The First Marine Division was landed on Guadalcanal and Tulagi, but nearly everything else about the operation’s launch went badly. In this very first amphibious landing of the Pacific War, the newly named amphibian force commander, Admiral Richmond “Kelly” Turner, was forced to withdraw his ships prematurely “in view of heavy impending air attacks.” The aircraft carriers—commanded by Admiral Frank Jack Fletcher—had withdrawn first, denying Turner’s supply vessels crucial air cover. Turner was forced, therefore, to order withdrawal of all remaining ships, which had not yet unloaded armaments, rations, and medical supplies—and a thousand-man reserve force. In one of the proudest chapters of Marine Corps history however, the food-and-supply-strapped Corps on Guadalcanal still managed to seize the airfield, which they promptly rechri
stened Henderson Field in honor of a fellow marine killed at Midway.
Loath to lose the strategic benefits of the Guadalcanal airstrip, the Japanese staged a series of counteroffensives to repel the US Marines and retake the island. For the next two months, both sides poured blood and treasure into their dueling claim for that malarial speck of jungle in the Central Pacific. On October 22, the Japanese, supported by a forty-warship naval force, launched a massive ground offensive, with the additional objective of striking a decisive blow against approaching US naval forces, especially her aircraft carriers. For four days and nights, outnumbered, underfed, and exhausted, the marines continuously beat back the strengthened attack force at the airfield perimeter. Incredibly, on October 26, when Enterprise, Hornet, and their escorts arrived to assist with the counteroffensive, the marines still held Henderson Field.

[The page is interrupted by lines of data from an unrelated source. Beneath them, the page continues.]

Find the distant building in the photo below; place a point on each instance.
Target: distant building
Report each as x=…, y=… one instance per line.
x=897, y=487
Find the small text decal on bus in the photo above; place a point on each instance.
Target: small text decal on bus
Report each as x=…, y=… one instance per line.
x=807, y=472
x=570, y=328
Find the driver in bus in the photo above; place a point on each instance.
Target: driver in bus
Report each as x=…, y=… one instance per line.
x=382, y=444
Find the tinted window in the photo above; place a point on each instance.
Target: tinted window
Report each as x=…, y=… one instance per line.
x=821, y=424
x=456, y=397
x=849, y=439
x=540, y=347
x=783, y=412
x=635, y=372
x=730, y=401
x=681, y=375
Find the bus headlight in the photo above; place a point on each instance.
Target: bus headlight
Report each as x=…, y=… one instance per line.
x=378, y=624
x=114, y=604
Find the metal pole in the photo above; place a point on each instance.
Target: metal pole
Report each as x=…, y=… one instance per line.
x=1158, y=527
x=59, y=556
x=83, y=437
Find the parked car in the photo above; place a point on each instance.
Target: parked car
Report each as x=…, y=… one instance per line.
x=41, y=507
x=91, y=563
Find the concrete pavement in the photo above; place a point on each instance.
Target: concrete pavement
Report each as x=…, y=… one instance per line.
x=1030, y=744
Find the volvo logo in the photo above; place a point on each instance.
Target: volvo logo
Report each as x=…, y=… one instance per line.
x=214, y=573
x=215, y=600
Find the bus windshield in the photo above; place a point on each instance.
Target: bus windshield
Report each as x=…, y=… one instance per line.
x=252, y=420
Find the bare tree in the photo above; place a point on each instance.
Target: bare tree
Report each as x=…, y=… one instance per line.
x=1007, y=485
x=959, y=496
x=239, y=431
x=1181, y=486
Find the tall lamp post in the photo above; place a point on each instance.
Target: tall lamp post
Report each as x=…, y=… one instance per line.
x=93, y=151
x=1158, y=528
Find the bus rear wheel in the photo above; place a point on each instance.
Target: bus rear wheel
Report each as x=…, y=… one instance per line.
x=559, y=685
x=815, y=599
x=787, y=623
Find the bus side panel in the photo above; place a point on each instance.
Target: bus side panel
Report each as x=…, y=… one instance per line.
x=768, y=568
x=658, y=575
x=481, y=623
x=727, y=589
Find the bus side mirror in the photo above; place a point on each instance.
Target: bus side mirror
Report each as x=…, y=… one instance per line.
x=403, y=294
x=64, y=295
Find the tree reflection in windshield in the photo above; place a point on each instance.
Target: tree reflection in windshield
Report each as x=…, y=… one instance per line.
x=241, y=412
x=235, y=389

THAT MORNING, ENTERPRISE STOOD west of Guadalcanal, just north of the Santa Cruz Islands. At first light, Admiral Halsey’s order came through from his island headquarters at Nouméa, New Caledonia, 5,700 miles southwest of their location. The radiogram required no signature to identify its sender: “Attack. Repeat, Attack.”
At 0630 Benny was in Sky Control, squinting eastward through his field glasses. Tense and expectant, he had just learned that one of Enterprise’s PBY scouting planes had been spotted by the Japanese. Suspecting their position, the enemy naval force had turned north to confront the American convoy. All was ready for certain battle; now only the dreadful wait.